Es gab die Chance, die IG Metall offener für Menschen zu machen, die hohe
Ansprüche an demokratische Teilhabe stellen. Diesbezügliche Satzungsanträge
wurden jedoch abgelehnt: Es wurde keine Quote für die Jugend beschlossen, dem
Erwerbslosenausschuss wurde kein Antragsrccht eingeräumt. Die Bezirksleiter,
zuständig u.a. für Tarifverhandlungen, werden weiter vom Vorstand eingesetzt
statt gewählt. Der Raum für Debatten war klein, für Repräsentation und
Schaufensterreden groß. Auf Unverständnis stieß, dass der Vorsitzende erst nach
der Wahl sein »Zukunftsreferat« hielt, zu dem es keine separate Debatte gab.
Die Rede war voller Stakkato-Stehsätze: »Die IG Metall ist und bleibt die
Gewerkschaft für alle! Uni diesen Anspruch verwirklichen zu können, brauchen
wir Mut zur Vielfalt! Dann erhalten wir die Kraft zur Einheit!«
Es ist zu reden, worüber Huber nicht geredet hat: Ohne die Kriege zu nennen, an
denen Deutschland mit den USA beteiligt ist, kritisierte er »ungebremsten
Kapitalismus« und prognostizierte »Kriege und fragile Nationalstaaten« —
wiederum ohne zu erläutern, was er sich statt »fragiler Nationalstaaten«
wünscht. Es war die Chance vertan, die IG Metall als Teil der Bewegung für
Frieden zu verankern.
Bezogen auf Neonazis und deren antidemokratische Hetze forderte Huber »Null
Toleranz«, zu Schäubles antidemokratisch-hysterischem Amoklauf äußerte er sich
nicht.
Die Einheitsgewerkschaft brachte er, Bezug nehmend auf Otto Brenner, problemlos
mit der SPD in Verbindung.

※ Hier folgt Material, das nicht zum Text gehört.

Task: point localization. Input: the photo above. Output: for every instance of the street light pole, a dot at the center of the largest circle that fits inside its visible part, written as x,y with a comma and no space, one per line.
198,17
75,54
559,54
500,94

Die Veränderungen im parlamentarischen Raum durch
die Gründung der Linkspartei und die diesbezüglichen Wurzeln wurden ignoriert,
erweiterte Möglichkeiten nicht ausgelotet.

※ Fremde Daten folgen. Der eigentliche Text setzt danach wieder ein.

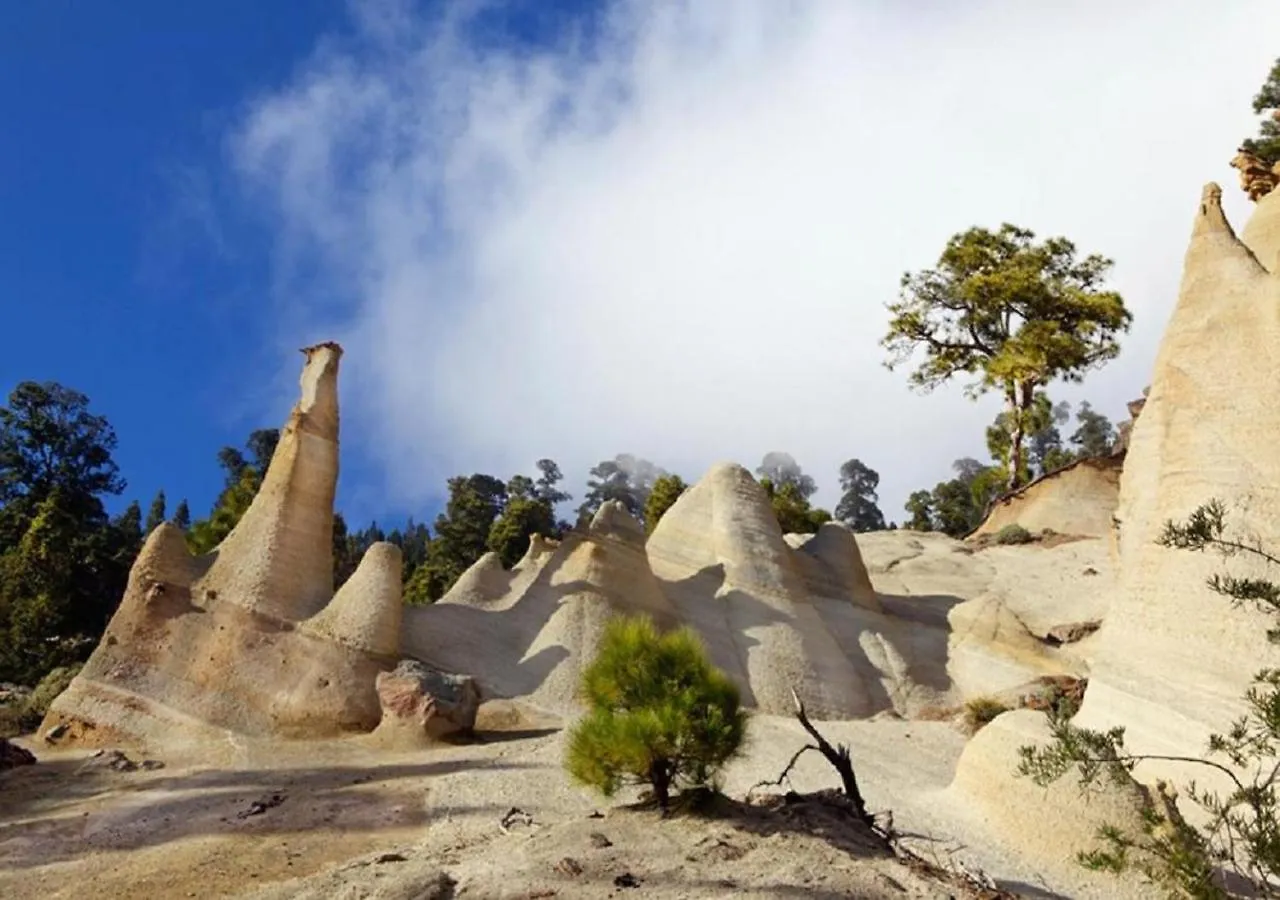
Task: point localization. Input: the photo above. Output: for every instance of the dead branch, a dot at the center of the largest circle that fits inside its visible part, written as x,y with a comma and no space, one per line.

Kurz redete Huber über internationale Gewerkschaftsarbeit: Die Globalisierung
und daraus entstandene Anforderungen seien Standortprobleme, die Vernutzung des
Planeten, von Mensch und Natur durch die Multis wurde angetippt. Ausführlicher
als das Bemühen um Einhaltung internationalen Rechts (Koalitionsfreiheit,
Tariffreiheit, Verbot von Kinderarbeit) durch Rahmenabkommen mit den Multis
wurde Europa als Binnenmarkt behandelt, in dem gleiche Bedingungen hergestellt
werden sollen. Europäische Metall-Gewerkschaften haben über fünfzehn Jahre
gebraucht, um schließlich doch keine koordinierte Tarifpolitik zu
schaffen. Von Leipzig ging kein Signal aus, diese Agonie zu überwinden - der
erste Verstoß gegen die Regel (kein Tarifabschluss unterhalb von
Produktivitätssteigerung und Inflationsrate) kam bereits in den 1990er Jahren
von der IG Metall. Gewerkschaftsjugend und gewerkschaftliche Bildungsarbeit
waren für Huber nicht der Rede wert. Ein Zukunftsreferat, in dem nicht viel
Zukunft steckte.
Die kapitalistische Krise ist beschreibbar als Uberakkumulation, als
Unterkonsumtion, als ökologische Krise, als sozialer Absturz großer Teile der
Bevölkerung etc. Der Gewerkschaftstag hätte Antworten auf Ursachen und
Wirkungen diskutieren müssen. Gelegenheit dazu bot sich z.B. als Beschäftigte
der bedrohten Karmann-Werke um Solidarität baten. Keine Rede bei Huber von
Marktsättigung, von unnützen und ökologisch nicht vertretbaren Produkten, von
endlichen fossilen Energieressourcen, von Alternativen zur bisherigen
Produktionsweise, kein Wort zur Arbeitszeitverkürzung oder sozialem Aufstand
gegen die Kahlschlagpolitik der Unternehmer, auch von Umsteuern keine Rede. Nur
ein Appell an Autoindustrie und Betriebsräte: »Auch wenn wir allein nicht
entscheiden können, ob Derivate oder andere Produktionsmöglichkeiten nach
Osnabrück und Rheine gebracht werden können, müssen wir die Aufforderung an unsere
Autohersteller sehr ernst nehmen, alles zu tun, damit Karmann nicht stirbt.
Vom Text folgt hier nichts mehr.